Cars sold with "clean titles" -- that is without salvage titles -- can bring sellers up to thousands of dollars more in purchase price.
Records show that Indiana authorities caught State Farm reselling wrecked cars in violation of its state law more than eight years ago. In 1998, a judge ordered the company to stop, and the company said it would.
Startling Discovery
That case began when a car dealer in Greenfield, Ind., made a startling discovery. After repairing what he thought was a relatively new Ford pickup, he routinely sent the manufacturer a bill for his warranty work.
Ford refused to pay. It told the puzzled dealer that a records check found that the pickup had been in a wreck, an insurance company had declared it a total loss and had resold it. That voided the warranty.
Outraged, the dealer called the state attorney general. How could this happen, the dealer asked, when state law requires that all wrecked vehicles have a salvage title to warn new buyers of possible safety problems?

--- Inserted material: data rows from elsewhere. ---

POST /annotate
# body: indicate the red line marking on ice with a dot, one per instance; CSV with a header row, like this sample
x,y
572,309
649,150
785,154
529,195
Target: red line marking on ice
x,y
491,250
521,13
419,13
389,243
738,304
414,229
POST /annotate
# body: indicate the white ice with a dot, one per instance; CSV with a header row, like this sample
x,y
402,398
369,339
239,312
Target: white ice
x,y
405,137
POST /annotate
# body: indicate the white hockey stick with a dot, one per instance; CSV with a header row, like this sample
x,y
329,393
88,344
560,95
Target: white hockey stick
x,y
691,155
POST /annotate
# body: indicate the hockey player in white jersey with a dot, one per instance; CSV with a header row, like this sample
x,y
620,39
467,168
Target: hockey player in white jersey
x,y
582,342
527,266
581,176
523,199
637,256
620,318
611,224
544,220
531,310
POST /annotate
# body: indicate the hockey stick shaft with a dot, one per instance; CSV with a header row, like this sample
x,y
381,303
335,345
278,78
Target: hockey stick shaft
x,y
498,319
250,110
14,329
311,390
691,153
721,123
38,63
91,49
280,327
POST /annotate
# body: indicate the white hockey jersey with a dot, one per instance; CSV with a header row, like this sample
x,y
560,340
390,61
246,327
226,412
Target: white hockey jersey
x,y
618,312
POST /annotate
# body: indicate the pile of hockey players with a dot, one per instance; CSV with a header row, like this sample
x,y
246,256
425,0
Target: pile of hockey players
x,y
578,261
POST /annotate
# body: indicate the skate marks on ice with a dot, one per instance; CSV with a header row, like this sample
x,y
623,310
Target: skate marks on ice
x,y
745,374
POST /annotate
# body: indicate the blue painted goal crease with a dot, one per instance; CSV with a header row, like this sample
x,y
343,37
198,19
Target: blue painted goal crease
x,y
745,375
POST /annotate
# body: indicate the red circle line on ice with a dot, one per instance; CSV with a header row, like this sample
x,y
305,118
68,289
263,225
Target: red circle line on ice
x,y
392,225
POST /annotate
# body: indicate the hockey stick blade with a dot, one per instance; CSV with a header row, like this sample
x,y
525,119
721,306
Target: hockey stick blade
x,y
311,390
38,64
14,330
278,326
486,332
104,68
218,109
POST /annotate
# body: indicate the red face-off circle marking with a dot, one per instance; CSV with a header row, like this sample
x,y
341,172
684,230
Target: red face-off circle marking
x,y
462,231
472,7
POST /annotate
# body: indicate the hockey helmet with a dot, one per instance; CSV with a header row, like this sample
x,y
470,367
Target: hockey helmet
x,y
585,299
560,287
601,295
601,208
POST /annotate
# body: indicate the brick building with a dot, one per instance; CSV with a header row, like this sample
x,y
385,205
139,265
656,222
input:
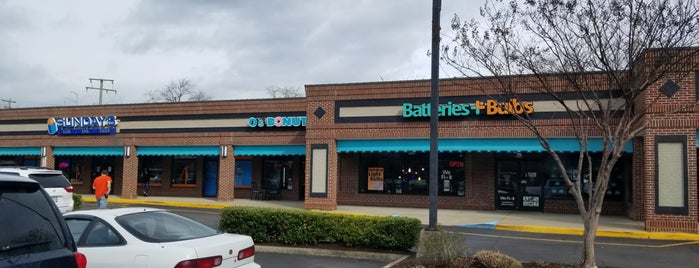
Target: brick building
x,y
366,144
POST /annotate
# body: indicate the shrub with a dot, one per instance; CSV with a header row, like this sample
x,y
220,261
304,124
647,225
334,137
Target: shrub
x,y
440,248
494,259
301,227
77,201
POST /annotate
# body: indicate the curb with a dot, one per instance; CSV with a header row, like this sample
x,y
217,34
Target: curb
x,y
503,227
382,257
600,233
161,203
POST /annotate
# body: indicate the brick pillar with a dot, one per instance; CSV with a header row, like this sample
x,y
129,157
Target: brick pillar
x,y
671,222
129,187
328,201
636,210
226,175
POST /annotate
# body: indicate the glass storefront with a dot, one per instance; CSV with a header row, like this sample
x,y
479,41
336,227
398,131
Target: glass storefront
x,y
526,181
409,173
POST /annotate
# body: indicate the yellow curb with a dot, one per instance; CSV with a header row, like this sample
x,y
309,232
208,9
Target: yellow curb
x,y
603,233
161,203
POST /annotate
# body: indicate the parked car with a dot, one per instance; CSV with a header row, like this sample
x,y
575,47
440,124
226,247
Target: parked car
x,y
149,237
34,231
53,181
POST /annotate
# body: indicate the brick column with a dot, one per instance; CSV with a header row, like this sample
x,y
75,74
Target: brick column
x,y
226,175
329,200
129,187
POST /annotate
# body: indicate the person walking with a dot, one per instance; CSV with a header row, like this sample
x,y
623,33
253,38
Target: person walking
x,y
102,186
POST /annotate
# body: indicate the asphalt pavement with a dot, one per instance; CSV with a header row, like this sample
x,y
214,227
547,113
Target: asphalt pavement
x,y
521,221
528,236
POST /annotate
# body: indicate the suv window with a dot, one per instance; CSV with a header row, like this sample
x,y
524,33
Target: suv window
x,y
32,228
50,180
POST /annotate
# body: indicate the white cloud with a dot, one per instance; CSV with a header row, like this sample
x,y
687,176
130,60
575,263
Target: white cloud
x,y
230,49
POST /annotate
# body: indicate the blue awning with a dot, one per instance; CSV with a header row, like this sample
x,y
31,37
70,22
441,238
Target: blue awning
x,y
468,145
259,150
177,150
90,150
20,150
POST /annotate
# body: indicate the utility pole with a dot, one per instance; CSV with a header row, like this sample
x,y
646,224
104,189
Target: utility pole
x,y
101,88
9,103
434,116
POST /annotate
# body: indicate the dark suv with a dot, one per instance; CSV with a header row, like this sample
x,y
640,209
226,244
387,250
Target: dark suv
x,y
34,233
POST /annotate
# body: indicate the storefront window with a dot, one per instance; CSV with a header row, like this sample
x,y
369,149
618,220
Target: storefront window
x,y
151,170
31,161
408,173
277,174
524,180
184,171
71,168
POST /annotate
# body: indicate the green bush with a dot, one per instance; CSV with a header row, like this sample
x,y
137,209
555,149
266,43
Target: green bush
x,y
494,259
77,201
301,227
441,248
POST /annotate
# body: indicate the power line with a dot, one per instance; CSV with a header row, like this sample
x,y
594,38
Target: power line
x,y
101,88
9,103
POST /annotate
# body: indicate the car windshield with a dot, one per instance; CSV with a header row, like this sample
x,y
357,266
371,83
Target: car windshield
x,y
50,180
162,226
30,225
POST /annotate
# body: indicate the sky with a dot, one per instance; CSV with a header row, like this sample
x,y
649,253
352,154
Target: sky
x,y
230,49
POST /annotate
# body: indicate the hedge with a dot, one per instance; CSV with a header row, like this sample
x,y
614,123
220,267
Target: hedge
x,y
302,227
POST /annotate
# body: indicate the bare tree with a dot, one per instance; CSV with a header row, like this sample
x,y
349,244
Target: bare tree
x,y
284,92
593,49
177,91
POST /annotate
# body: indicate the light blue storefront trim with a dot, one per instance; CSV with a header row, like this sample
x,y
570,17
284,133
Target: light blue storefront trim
x,y
90,150
469,145
20,151
177,150
261,150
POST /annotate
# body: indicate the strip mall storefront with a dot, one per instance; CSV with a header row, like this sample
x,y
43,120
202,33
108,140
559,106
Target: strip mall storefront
x,y
363,144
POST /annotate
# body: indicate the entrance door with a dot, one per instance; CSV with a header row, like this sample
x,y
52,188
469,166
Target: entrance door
x,y
517,185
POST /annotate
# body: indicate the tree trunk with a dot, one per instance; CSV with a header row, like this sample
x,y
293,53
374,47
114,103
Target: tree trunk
x,y
591,222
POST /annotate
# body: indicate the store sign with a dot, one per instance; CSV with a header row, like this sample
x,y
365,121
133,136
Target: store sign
x,y
82,125
489,107
279,121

What the attorney general found was even more surprising: After a two-year investigation, State Farm admitted selling about 1,400 totaled cars, trucks and sport utility vehicles in Indiana -- all without the required state salvage titles.
A totaled vehicle can be dangerous -- particularly if the driver doesn't know about hidden structural damage and assumes the vehicle is in good shape. Failure to disclose that a car or truck has been totaled is a crime everywhere but South Dakota.

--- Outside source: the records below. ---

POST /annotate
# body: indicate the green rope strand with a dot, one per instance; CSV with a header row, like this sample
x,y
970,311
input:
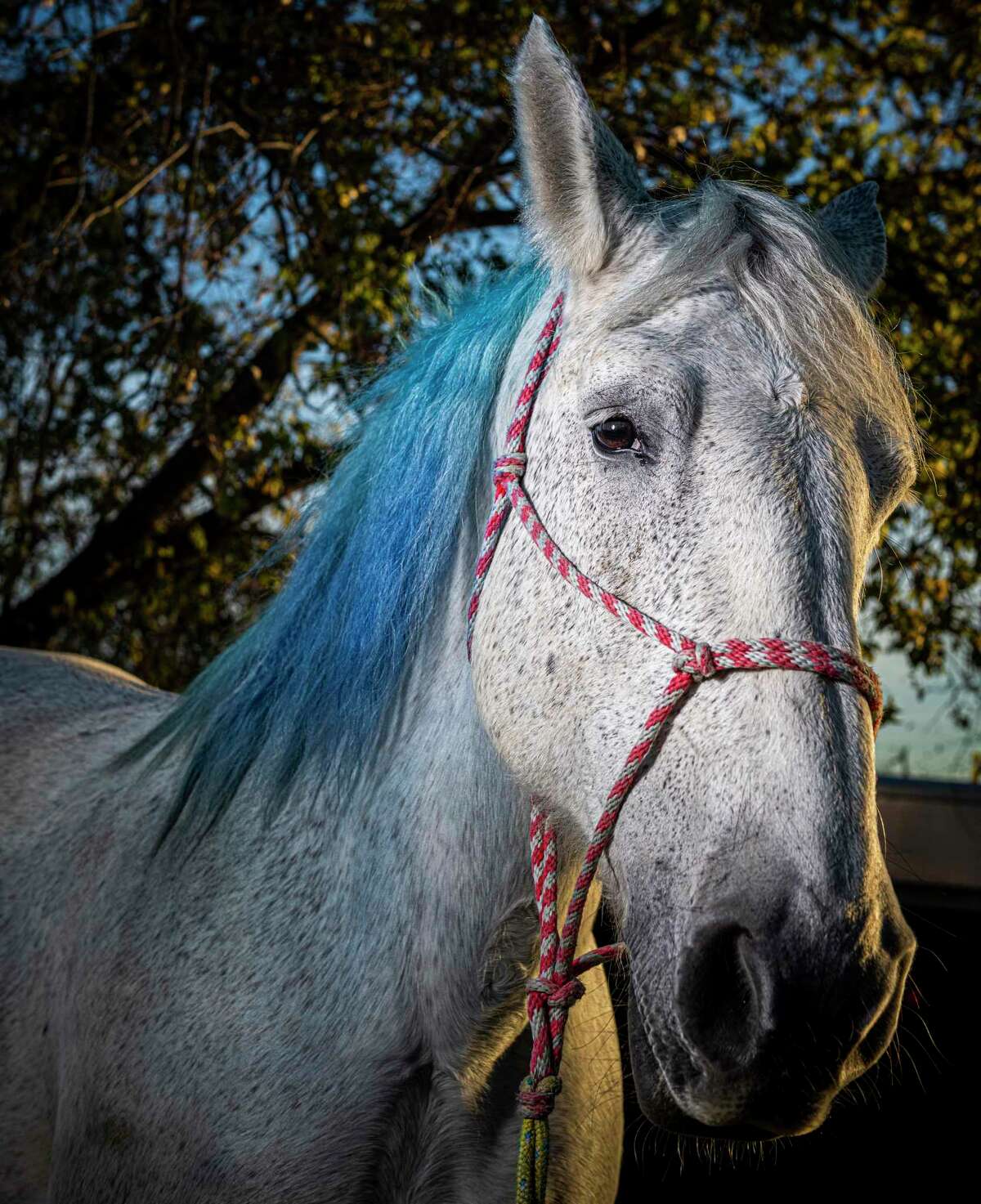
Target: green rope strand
x,y
532,1158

Indiana went before a judge and got a permanent injunction to stop the practice. State Farm said it had made mistakes, promised to stop violating the law and agreed to buy back the vehicles or pay thousands of dollars to the new owners.
State Farm disclosed that for more than five years, from June 1997 through 2002, it had mistakenly resold at least 30,000 totaled vehicles without salvage titles. This was the same practice State Farm had acknowledged in Indiana, except this time the company said it had been doing it nationwide.
$40M Settlement
As stated above, State Farm signed a settlement with 49 state attorneys general and the District of Columbia to pay a total of $40 million to any consumers who could still be found driving the vehicles. Nearly all of the attorneys general praised State Farm for coming forward. Many called the settlement an "innovative" way to compensate victims.

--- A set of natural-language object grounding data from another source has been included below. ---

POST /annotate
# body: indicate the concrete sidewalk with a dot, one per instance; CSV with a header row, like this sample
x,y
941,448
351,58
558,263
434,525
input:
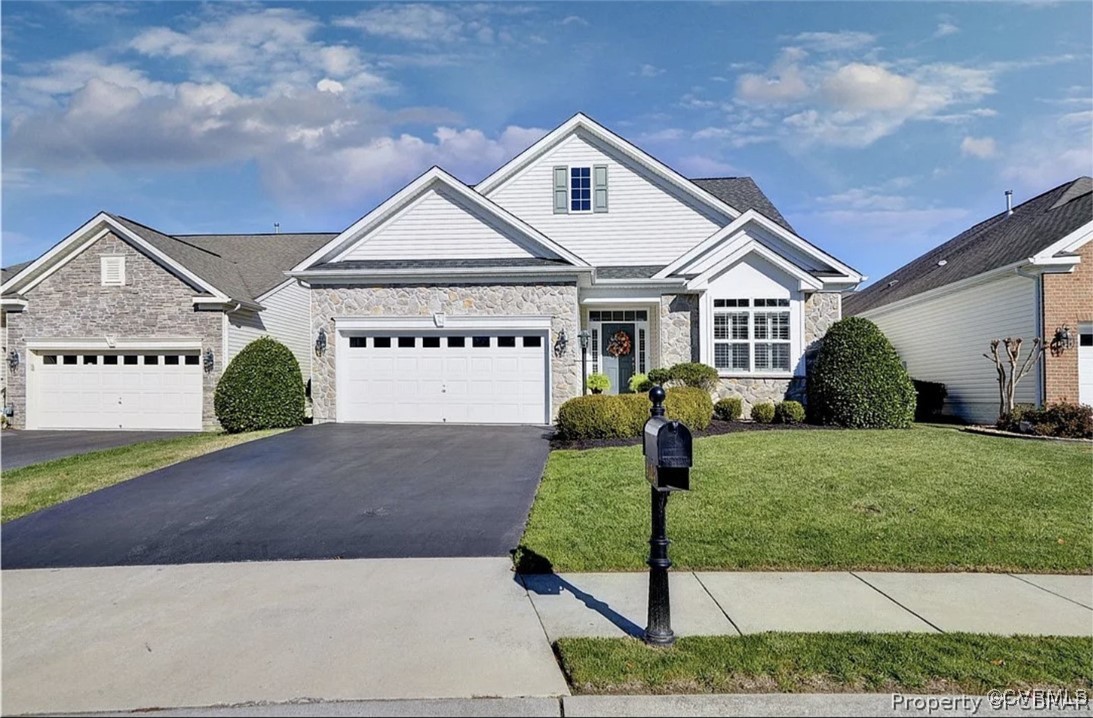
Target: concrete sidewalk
x,y
720,603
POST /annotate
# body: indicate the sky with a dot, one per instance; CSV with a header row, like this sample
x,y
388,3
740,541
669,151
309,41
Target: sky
x,y
879,129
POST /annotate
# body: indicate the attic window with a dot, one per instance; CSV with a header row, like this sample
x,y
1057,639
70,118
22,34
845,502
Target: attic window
x,y
113,271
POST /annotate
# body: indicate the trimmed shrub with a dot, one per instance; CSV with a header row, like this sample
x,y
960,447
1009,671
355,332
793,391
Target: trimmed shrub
x,y
600,416
598,383
691,405
692,374
261,388
639,383
788,412
929,399
1062,420
857,379
729,409
763,413
659,377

After examining the settlement, consumer advocates agreed it is innovative -- for State Farm. They see the settlement as a win for the insurance company and not such a good deal for consumers.
The settlement doesn't provide any money for anyone who might have been injured by one of the totaled vehicles. Neither State Farm nor the state attorneys general could say how many vehicles were involved
in accidents after State Farm resold them, or how many people might have been injured.
Many consumers never will benefit from the settlement because State Farm will pay only the last person to buy one of the totaled vehicles, and then only if that owner hasn't already junked the vehicle.
The settlement also goes a long way toward protecting the company against class-action lawsuits: To get the settlement money, consumers first must agree not to sue State Farm.